The patient has severe abdominal pain and nausea after supper. It's unbearable so they get the spouse to drive them to the local ER. In the ER, the patients pulse rate is 110, BP is 136/82, Temperature is 99.4, weight 152. The 46 year old patient appears to be uncomfortable, holding the upper abdomen and moaning intermittently. The physician notes a normal physical exam except for some perspiration on the forehead and upper lip, the tachycardia (without gallop or murmurs) and epigastric tenderness without rebound or guarding. Rectal exam is negative for occult blood. Past Medical History is significant for Rheumatoid Arthritis, currently on Sulfasalazine (ssz) orally and Methotrexate but recently tapered off prednisone over a prolonged period of time.
The ED physician orders some lab tests, IV fluids and opiates (as needed for pain), and an abdominal CT scan.
IV morphine relieves the pain from 9/10 to 3/10. Lab results include elevated amylase, lipase, ALT, AST, BUN and WBC (13,500).
The examining physician gets the CT report from the physician in Australia who reads night imaging studies from this hospital. The report notes several normal elements and comments on several gallstones present in a normal appearing gallbladder without thickening of its walls or other evidence of inflammation of the gallbladder. The pancreas appears normal, but the mid-portion is blocked from view by overlying intestine.
The patient is admitted to the hospital and undergoes evaluation by a gastroenterologist, a general surgeon and a hospitalist, who was the admitting physician. The rheumatologist does not come to the hospital, but was called by the hospitalist to discuss the status and treatment of the RA.
Five days later, the patient sees the family physician in the office and relates the story of the hospitalization. "Have you ever had an NG tube in your nose, Doctor?" The patient begins. "And people analyzing everything coming out of your body for exact fluid content? Do you know how inefficient hospitals are? Three different people asked me the same questions on the night of my admission. It was like the clipboards from Hell.
The doctors said I had pancreatitis. I survived and got the tube out of my nose. The surgeon wanted to blame my gallbladder for the pancreatitis, but the gastroenterologist gave it a clean bill of health, at least for now. The surgeon suggested surgery and the gastroenterologist suggested changing one of my RA drugs.
I'm not excited about surgery and I feel horrible if I don't get that drug. The rheumatologist said there was an extremely low likelihood that the drug caused the pancreatitis. What do you think?"
Health System time out: The Family Doctor used to do all their own admitting, but the hospitalist movement and increasing employment of family physicians by hospitals has dramatically decreased the percent of doctors admitting their own patients. So the patient doesn't know the admitting physician or the consultants.

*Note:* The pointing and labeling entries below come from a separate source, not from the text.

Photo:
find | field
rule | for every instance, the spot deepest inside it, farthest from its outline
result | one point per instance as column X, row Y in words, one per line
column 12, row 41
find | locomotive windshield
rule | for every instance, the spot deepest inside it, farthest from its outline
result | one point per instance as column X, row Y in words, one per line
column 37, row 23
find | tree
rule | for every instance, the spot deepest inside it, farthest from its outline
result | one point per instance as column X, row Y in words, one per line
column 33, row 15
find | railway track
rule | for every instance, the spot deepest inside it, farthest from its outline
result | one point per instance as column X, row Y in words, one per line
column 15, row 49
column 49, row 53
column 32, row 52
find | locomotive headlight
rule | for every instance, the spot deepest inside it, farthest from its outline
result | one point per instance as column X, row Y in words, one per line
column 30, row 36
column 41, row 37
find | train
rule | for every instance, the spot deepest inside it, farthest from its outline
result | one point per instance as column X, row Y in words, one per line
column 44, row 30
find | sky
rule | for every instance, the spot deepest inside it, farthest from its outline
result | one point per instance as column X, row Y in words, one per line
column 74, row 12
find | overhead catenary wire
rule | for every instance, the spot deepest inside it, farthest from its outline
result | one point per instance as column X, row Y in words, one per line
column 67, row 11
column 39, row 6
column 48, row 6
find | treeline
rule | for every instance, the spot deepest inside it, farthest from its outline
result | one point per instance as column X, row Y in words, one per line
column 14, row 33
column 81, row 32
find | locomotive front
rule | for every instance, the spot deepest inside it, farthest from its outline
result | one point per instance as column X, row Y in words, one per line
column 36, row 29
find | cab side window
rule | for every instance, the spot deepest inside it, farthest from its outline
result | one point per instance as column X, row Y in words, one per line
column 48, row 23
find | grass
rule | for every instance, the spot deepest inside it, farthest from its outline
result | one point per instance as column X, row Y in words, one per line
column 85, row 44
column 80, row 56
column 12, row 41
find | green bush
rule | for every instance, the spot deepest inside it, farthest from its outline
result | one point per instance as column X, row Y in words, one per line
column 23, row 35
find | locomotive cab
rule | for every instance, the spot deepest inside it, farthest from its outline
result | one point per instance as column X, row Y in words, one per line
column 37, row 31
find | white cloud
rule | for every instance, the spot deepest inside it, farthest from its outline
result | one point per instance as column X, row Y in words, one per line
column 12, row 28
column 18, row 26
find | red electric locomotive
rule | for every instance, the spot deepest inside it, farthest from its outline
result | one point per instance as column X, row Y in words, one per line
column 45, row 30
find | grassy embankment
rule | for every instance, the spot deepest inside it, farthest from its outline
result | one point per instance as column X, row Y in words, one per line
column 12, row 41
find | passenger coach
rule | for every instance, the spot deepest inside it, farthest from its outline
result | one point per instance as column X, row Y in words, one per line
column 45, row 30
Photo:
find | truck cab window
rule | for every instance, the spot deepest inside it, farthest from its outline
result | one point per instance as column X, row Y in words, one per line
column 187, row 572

This decreases the patient's trust and belief in the information received. The stress of the situation from abdominal pain, the NG tube in the nose and down the throat, the loss of privacy with the counting of intake and output of fluids, the excessive repetition of the same administrative/billing questions, and the general sense of uncertainty about what's going to happen is overwhelming, increasing the patient's discomfort and fear.
So how does the personal family physician of this patient respond? First is to show respect for the human who is also the patient and to reaffirm the patient-physician relationship which already includes an element of trust because of past interactions. Next is to listen to the patient's story, honoring their humanity and recognizing their suffering. Responding to the feelings expressed during the story helps to protect the patient from flashbacks to loneliness and fears experienced initially in the hospital and validates their view of their experience.
The family physician has already seen the hospital reports and the discharge medication list in the fax or EMR via the hospital relationship. They now think of the natural history of all the pathologic processes and phenomena noted in the hospital as well as the RA. They seek to detect where the patient is on those natural history time lines, determining further information needed by way of further history, physical exam, laboratory testing and imaging if indicated. They know that it's not over for this episode of sickness.
While the pancreas has calmed down, the gallstones aren't going to disappear, so the physician will inquire about the patients impression of the surgeon's comments about the cholelithiasis (gallstones) and gallbladder, later comparing that information with the final discharge summary dictated by the hospitalist. "Cholelithiasis" is added to the patients problem list by the family physician for future reference.
All of this information is filtered through the patients personal values, goals and dreams in their living, learning and working worlds. Yes, it is complex, challenging and even fun. The patient gets to make the decisions, so the family doctor has to do this medical mental work (including the development of an ongoing differential diagnosis for both the pancreatitis and the cholelithiasis- maybe using SPIT) in the overall context of the patient via the biopsychosocial model, explained in a post last year. Using the Biopsychosocial model to detect.
The family physician has seen thousands of patients and filters the patient situation through many similar experiences and their understanding of the medical literature to offer their best insights about what may happen with each of the patient's options relative to this illness. Their knowledge and experience becomes a resource for the patient, whose interaction with the physician in the context of a trusting relationship enables a refreshed perspective on their options.
Human to human, patient to physician communication enables the dyad to move ahead to develop a follow-up plan. What do you think?